Wheeling Daily Intelligencer
November 3, 1860


The Wellsburg Herald of yesterday, has a long article giving reasons why, first, citizens of Virginia should not vote for either of the Democratic tickets, and second, why they should not vote for Bell and Everett. The article closes as follows:

But why should citizens of Virginia vote for Lincoln? In the first place, as citizens of Virginia they should vote for him like any other citizen of the United States, because his principles are broad and national, and are such as if carried out would best develop the national prosperity.

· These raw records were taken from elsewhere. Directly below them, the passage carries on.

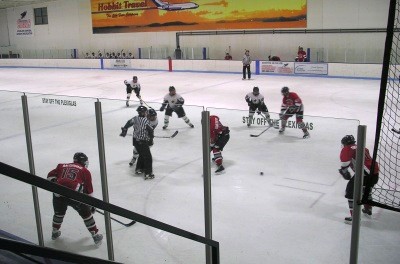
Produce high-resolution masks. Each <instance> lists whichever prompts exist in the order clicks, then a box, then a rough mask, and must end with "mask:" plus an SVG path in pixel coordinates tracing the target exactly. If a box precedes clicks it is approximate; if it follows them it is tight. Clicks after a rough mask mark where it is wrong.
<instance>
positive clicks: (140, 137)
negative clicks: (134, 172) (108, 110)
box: [120, 105, 154, 180]
mask: <svg viewBox="0 0 400 264" xmlns="http://www.w3.org/2000/svg"><path fill="white" fill-rule="evenodd" d="M136 111H137V112H138V115H137V116H134V117H133V118H132V119H129V120H128V121H127V122H126V124H125V126H124V127H121V130H122V132H121V134H120V136H121V137H125V136H126V134H127V132H128V128H130V127H132V126H133V133H132V134H133V138H132V140H133V141H132V142H133V146H134V147H135V148H136V150H137V152H138V153H139V158H138V160H137V163H136V174H142V173H143V172H144V179H145V180H147V179H153V178H154V174H153V157H152V155H151V152H150V146H151V145H153V138H154V130H153V128H152V126H151V125H150V122H149V120H148V119H147V117H146V115H147V108H146V107H145V106H142V105H141V106H139V107H138V108H137V109H136Z"/></svg>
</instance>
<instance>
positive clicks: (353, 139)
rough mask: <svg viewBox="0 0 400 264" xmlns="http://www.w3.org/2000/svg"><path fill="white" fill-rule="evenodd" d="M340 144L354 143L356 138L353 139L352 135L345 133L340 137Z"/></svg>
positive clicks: (352, 136)
mask: <svg viewBox="0 0 400 264" xmlns="http://www.w3.org/2000/svg"><path fill="white" fill-rule="evenodd" d="M341 142H342V145H343V146H346V145H352V144H355V143H356V140H355V139H354V137H353V135H346V136H344V137H343V138H342V141H341Z"/></svg>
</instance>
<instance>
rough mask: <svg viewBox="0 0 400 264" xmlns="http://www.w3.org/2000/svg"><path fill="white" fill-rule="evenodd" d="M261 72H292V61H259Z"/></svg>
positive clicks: (281, 73)
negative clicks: (259, 62)
mask: <svg viewBox="0 0 400 264" xmlns="http://www.w3.org/2000/svg"><path fill="white" fill-rule="evenodd" d="M260 64H261V67H260V68H261V73H279V74H293V73H294V62H284V61H261V62H260Z"/></svg>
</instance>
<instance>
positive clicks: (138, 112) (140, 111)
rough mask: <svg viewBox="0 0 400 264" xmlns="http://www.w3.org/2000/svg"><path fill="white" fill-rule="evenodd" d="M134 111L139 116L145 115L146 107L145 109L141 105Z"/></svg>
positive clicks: (146, 109) (143, 106)
mask: <svg viewBox="0 0 400 264" xmlns="http://www.w3.org/2000/svg"><path fill="white" fill-rule="evenodd" d="M136 111H137V112H138V113H139V114H142V113H146V112H147V107H146V106H143V105H140V106H139V107H138V108H137V109H136Z"/></svg>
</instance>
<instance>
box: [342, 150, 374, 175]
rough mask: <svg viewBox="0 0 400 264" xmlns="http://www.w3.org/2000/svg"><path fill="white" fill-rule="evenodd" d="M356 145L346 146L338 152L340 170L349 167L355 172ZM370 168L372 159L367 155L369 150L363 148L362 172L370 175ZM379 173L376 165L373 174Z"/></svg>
mask: <svg viewBox="0 0 400 264" xmlns="http://www.w3.org/2000/svg"><path fill="white" fill-rule="evenodd" d="M356 152H357V145H356V144H352V145H346V146H344V147H343V148H342V151H341V152H340V162H341V163H342V164H341V165H342V168H348V167H350V168H351V169H352V170H353V171H355V166H356V155H357V153H356ZM371 167H372V157H371V154H370V153H369V150H368V149H367V148H365V158H364V170H365V171H366V172H367V173H368V174H370V170H371ZM378 173H379V165H378V164H377V163H376V164H375V168H374V173H373V174H378Z"/></svg>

But there are special reasons why citizens of Virginia should be Republicans.- They should vote for Lincoln and Hamlin, if for no other reason, because they have been told in some quarters that they would not be allowed to vote that ticket. Whenever the question is brought up in this shape and a portion of the people are told that they shall vote as it pleases them, then that one principle of our government that is thus brought in question becomes of more importance to the citizen than all the other questions involved in the canvass. The right to vote as a man pleases is the very corner stone of free institutions, and the man who will not assert it, and, if need be, defend it at the price of his blood, does not deserve the name of a free man. When he relinquishes that right under threats or menaces, he becomes a very slave and deserves to be treated as a slave. Yet, in certain portions of our State, not very remote, this right is denied and it has been publicly proclaimed that no man shall vote for Lincoln. To this proclamation only one answer can be given, and that must be given at any cost, and the threat treated with the contempt it deserves. Virginians should not only vote for Lincoln and Hamlin to demonstrate their independence when it is called in question, but they should vote for them to demonstrate their abhorrence of the treasonable sentiments of the secession Democracy. Republicanism in the South is the antipodes of Breckinridge Democracy, and the larger the vote for Lincoln and Hamlin the sharper the rebuke to the disunionists. - A large Lincoln vote, would of all things demonstrate the lack of sympathy between Virginia and the cotton States and dampen the ardor of these latter States in favor of disunion. The Gulf States, protect States by a cordon of border may safely agitate ______________ will materially lessen.

Besides these reasons of a more general nature, the domestic polics of Virginia has been shaped for many years back to foster the slave interest at the expense of all others, and it has become necessary for the development of Western Virginia that a different system should prevail. To institute such a policy, vote for Lincoln and Hamlin and help organize a political party in Western Virginia that will counteract and slaveholding oligarchy. It can be done-all that is necessary is to organize the elements on a national foundation and give them backbone enough to hold them upright; and if the people say so, it will be done and our iniquitous laws be modified peaceably, quietly and without disturbance.